O drible, de acordo com a sua origem inglesa (dribbling), seria a progressão com a bola. Entretanto, no cotidiano do futebol, o drible é entendido como a forma de ludibriar o adversário. O termo correto para a ação de desvencilhar-se de um adversário seria finta, mas, como a palavra drible tornou-se muito utilizada neste sentido, consideraremos os dois como sinônimos.

Técnica do drible ou finta:

a) posicionar o corpo de maneira favorável ao drible (ou finta) desejado;

b) manter a bola próxima ao corpo e o centro de gravidade baixo, permitindo assim um melhor domínio sobre a mesma;

c) utilizar o tipo de toque e movimentação adequados ao drible desejado, de acordo com a situação;

d) na execução do drible, a atenção é dirigida para a movimentação do adversário para o espaço e para a bola.

 

Recepção. Se o aluno não consegue Ter a posse da bola quando tenta interromper a trajetória da mesma, dizemos que houve uma má recepção. Este mesmo fundamento aparece na literatura como os seguintes sinônimos: abafamento, amortecimento, travar ou dominar a bola.

Lembre-se que, cotidianamente, o domínio de bola é entendido como recepção. Entretanto, consideramos que o domínio ou controle da bola expressam um nível de referencia quanto ao “desenvolvimento” das capacidades coordenativas de condução e adaptação do movimento, sendo que o domínio pode manifestar-se com mais evidencia na técnicas de condução, recepção e drible.

Técnicas da recepção:

a) posicionamento do corpo de maneira favorável a recepção, com a parte do corpo a realizar o contato voltada par a bola;

b) ao aproximar-se da bola, amortecê-la, tentando inicialmente, diminuir a sua velocidade;

c) manter a bola próxima ao corpo, favorecendo assim, o seu domínio.

 

Cabeceio. É o ato de impulsionar a bola utilizando a cabeça.

Esse gesto técnico é bastante utilizado durante o jogo e pode ser aplicado, tanto para ações ofensivas como defensivas.

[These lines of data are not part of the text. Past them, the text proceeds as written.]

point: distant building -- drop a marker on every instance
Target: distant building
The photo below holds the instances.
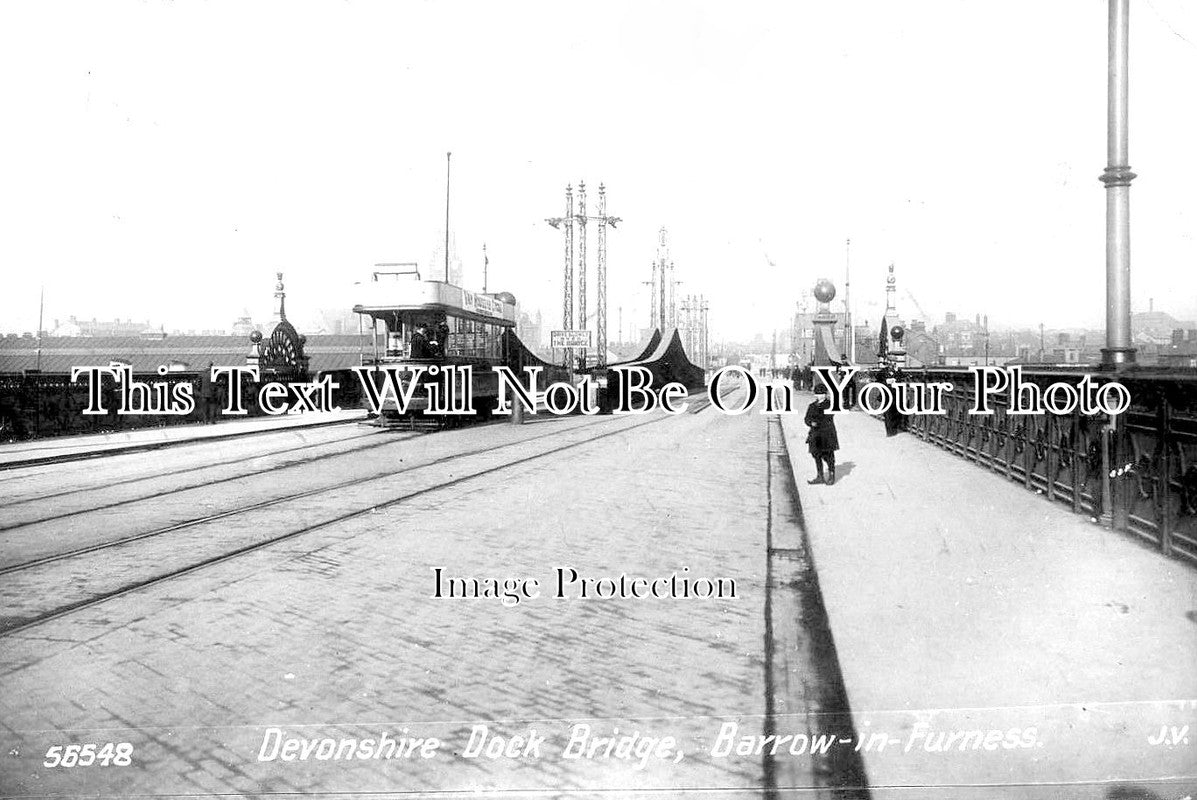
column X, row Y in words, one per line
column 93, row 327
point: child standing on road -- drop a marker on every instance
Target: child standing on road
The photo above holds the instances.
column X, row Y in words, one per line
column 822, row 440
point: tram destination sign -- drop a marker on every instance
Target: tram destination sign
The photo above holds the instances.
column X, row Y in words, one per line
column 577, row 339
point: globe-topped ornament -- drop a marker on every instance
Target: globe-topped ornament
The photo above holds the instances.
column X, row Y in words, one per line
column 824, row 291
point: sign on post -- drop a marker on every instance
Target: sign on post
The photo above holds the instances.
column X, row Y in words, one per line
column 571, row 339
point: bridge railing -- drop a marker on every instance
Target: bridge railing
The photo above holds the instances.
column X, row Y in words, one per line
column 1137, row 472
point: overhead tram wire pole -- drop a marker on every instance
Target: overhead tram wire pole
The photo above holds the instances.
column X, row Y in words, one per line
column 448, row 167
column 1117, row 177
column 1118, row 352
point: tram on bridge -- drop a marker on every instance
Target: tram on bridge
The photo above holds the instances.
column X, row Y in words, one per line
column 435, row 323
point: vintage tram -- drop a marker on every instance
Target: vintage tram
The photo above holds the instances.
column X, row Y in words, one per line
column 425, row 323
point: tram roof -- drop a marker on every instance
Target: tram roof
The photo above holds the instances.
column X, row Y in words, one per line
column 382, row 296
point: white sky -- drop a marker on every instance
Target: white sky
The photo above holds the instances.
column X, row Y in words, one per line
column 162, row 159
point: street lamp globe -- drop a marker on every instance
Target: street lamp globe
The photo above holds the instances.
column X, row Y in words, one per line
column 824, row 291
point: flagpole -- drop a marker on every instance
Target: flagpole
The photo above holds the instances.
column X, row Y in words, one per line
column 448, row 165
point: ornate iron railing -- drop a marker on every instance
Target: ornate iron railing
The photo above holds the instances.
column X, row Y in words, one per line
column 1137, row 474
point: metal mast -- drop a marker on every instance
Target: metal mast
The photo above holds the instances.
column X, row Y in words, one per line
column 567, row 311
column 601, row 300
column 581, row 217
column 448, row 167
column 1117, row 177
column 850, row 333
column 660, row 272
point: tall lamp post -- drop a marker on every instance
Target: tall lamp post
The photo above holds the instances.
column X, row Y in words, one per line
column 1117, row 177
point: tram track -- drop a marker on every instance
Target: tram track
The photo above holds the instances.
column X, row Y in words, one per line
column 248, row 508
column 171, row 473
column 141, row 498
column 126, row 449
column 230, row 551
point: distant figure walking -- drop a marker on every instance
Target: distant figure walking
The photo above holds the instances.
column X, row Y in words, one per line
column 822, row 440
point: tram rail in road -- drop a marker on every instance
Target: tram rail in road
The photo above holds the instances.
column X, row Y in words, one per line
column 232, row 541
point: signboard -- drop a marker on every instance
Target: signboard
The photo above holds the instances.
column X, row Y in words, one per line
column 480, row 303
column 560, row 339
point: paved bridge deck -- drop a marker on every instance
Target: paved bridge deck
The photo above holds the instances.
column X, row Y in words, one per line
column 988, row 642
column 960, row 600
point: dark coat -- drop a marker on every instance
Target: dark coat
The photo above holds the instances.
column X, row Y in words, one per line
column 822, row 437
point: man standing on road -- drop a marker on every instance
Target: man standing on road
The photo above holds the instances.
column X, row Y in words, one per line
column 822, row 440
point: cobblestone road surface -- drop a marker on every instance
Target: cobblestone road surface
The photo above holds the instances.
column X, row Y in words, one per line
column 334, row 634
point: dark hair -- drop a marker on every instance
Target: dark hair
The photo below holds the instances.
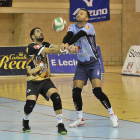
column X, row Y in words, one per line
column 88, row 14
column 32, row 32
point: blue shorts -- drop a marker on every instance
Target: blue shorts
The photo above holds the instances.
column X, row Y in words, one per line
column 84, row 72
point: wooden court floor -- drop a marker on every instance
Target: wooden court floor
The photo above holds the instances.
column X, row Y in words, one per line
column 123, row 92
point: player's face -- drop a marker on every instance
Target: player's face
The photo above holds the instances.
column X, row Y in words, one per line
column 82, row 16
column 38, row 35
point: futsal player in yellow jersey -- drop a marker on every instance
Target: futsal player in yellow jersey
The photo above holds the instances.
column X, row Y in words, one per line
column 38, row 81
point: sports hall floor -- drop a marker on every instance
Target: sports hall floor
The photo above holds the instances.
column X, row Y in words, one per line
column 123, row 92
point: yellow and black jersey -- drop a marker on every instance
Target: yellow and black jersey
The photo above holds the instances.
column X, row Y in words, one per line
column 37, row 66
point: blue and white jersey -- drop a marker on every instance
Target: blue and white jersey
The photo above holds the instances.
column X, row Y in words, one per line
column 87, row 52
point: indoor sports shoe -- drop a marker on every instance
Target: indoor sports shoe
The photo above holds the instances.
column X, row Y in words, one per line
column 61, row 129
column 79, row 122
column 26, row 127
column 114, row 120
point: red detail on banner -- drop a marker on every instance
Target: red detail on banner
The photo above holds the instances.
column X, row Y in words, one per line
column 87, row 27
column 37, row 46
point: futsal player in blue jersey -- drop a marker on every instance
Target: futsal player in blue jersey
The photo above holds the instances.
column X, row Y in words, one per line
column 82, row 34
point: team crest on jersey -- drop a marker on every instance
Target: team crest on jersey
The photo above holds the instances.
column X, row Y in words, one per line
column 37, row 46
column 87, row 27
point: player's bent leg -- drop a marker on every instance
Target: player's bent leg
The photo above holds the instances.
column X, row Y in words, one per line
column 97, row 91
column 28, row 108
column 57, row 105
column 77, row 99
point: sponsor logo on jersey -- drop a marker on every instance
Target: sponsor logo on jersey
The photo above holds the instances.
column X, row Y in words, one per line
column 69, row 27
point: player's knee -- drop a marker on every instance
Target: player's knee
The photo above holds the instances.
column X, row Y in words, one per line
column 76, row 93
column 55, row 97
column 98, row 93
column 28, row 108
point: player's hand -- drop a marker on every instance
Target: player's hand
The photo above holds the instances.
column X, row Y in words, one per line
column 73, row 49
column 64, row 46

O cabeceio apresenta-se como uma das alternativas para a realização de outros fundamentos, tais como: passe, chute, recepção, etc.

O cabeceio poderá ser executado parado ou em movimento, estando ou não em suspensão.

Aconselha-se principalmente, o uso da testa como a região da cabeça que irá realizar o contato com a bola.

Existem duas posições básicas do tronco em relação à bola, no momento da execução do gesto técnico: frontal ou lateral.